In its annual report on False Claims Act (FCA) recoveries released February 1, 2022, the Department of Justice confirmed that health care fraud was “once again the leading source” of its FCA settlements and judgments, totaling more than $5 billion in the fiscal year 2021. This compares to $1.8 billion in FY2020.
Before reviewing the details of the report, it is worthwhile to examine the fact that health care entities accounted for approximately 90% of the FCA settlement dollars recovered by DOJ in FY2021. Health care constituted 9.12% of federal discretionary spending and 27.92% of mandatory federal spending in FY2021. So why does it account for the vast majority of FCA recoveries? One reason is that health care fraud has been high on the list of DOJ priorities for decades: Janet Reno, U.S. Attorney General from 1993-2001, called it “one of my major initiatives.” Another is that Medicare and other payers have volumes of data and sophisticated tools in place to analyze the data and to detect fraud. In addition, CMS has significant program integrity funding and uses it strategically to root out areas in which fraud is prevalent. Finally, and importantly, CMS has been granted expanded statutory authority to screen providers, exclude providers, cross-terminate between Medicare and Medicaid, suspend payments in cases of suspected fraud, and conduct an array of audits. CMS findings are shared with the DOJ, which then pursues what it assesses to constitute false claims.
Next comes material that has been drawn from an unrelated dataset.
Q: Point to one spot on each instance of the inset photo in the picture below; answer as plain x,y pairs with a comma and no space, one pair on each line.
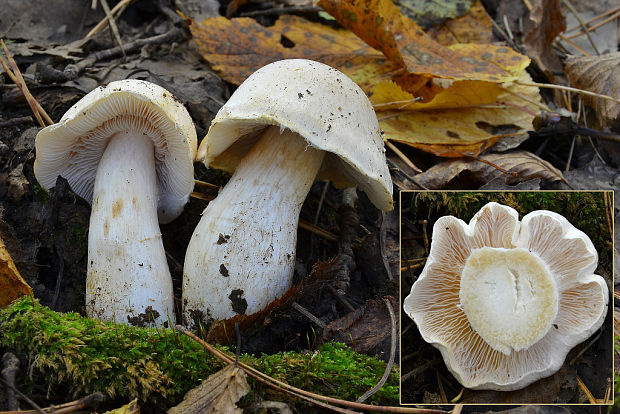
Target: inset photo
506,297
In the DOJ report for FY2021, fraud related to the opioid epidemic garnered the highest dollar amounts in recoveries. Indivior and Purdue, as well as several individuals, entered into settlements regarding conduct that was alleged to have fueled opioid
Violations of the federal Anti-Kickback Statute (AKS) resulted in sizeable recoveries as well. The largest of these was a settlement of more than $400 million paid by generic drug manufacturers based on allegations that they made unlawful payments to fix the price of some generic drugs. Additionally, the AKS was the basis for $160 million being paid by Arriva Medical LLC to resolve allegations that it routinely waived copayments. Another $140 million was received in settlement from pain management clinics and urine drug testing laboratories for allegedly paying kickbacks to providers to induce referrals. Interestingly, AKS was the basis for a more than $18 million settlement with electronic health records (EHR) technology vendor Athenahealth, Inc. The EHR vendor allegedly ran various programs to generate sales, including all-expenses-paid trips to the Master’s Tournament and the Kentucky Derby. The DOJ’s press release explained the theory of liability:
As a result of these kickbacks, it is alleged that Athena improperly generated sales for itself while causing healthcare providers to submit false claims to the federal government related to incentive payments for adoption and “meaningful use” of Athena’s EHR technology.
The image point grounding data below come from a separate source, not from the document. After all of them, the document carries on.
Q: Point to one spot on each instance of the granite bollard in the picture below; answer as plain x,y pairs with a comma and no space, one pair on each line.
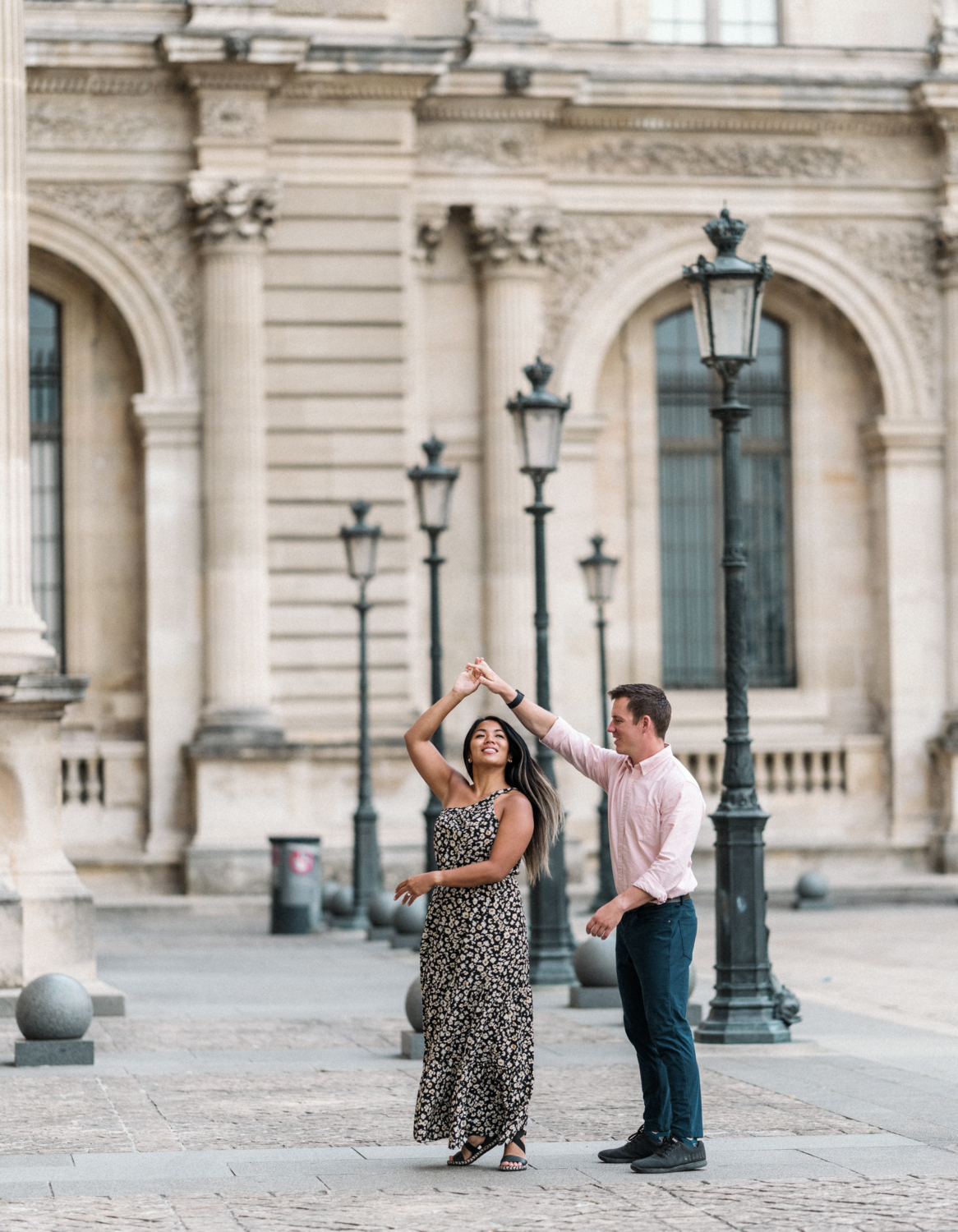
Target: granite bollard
408,922
381,909
53,1012
812,894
Last but not least, the provision of unnecessary medical services resulted in tens of millions of dollars in settlements. This included not only the provision of unnecessary DME and “worthless” skilled nursing services but also the provision of defective devices, such as defective point-of-care testing devices for monitoring coagulation and implantable heart devices with batteries that prematurely became depleted, resulting in adverse health events for patients.
Looking closer at the statistics attached to the report, one sees that qui tam settlements accounted for only $1.47 billion of the more than $5 billion recovered from health care providers in FY2021. With more than $3.59 billion in recoveries, non qui tam cases accounted for almost 60% of the settlements and judgments. Moreover, these recoveries were made on fewer cases – in the last two fiscal years, new qui tam cases have outnumbered the DOJ-initiated cases by more than 3 to 1. Looking back a decade to FY2011 and FY2012, 38 and 26 cases, respectively, were filed by the government. In contrast, the government filed 122 new cases in FY2020 and 97 in FY2021. FCA cases can take years to build and more to resolve. One can only conclude that more cases being filed against health care entities means more paid out in settlements in the coming years. FY2021 was the second largest in terms of FCA dollars recovered, but it seems like more record-breaking years for the DOJ are inevitable.
Compliance with the voluminous and byzantine regulations and sub-regulatory guidance of federal health care programs is difficult. Nonetheless, as long as DOJ’s efforts continue to expand in the health care space, it is absolutely necessary to make such compliance efforts a priority and to implement programs to prevent and detect fraud, waste, and abuse within your organization.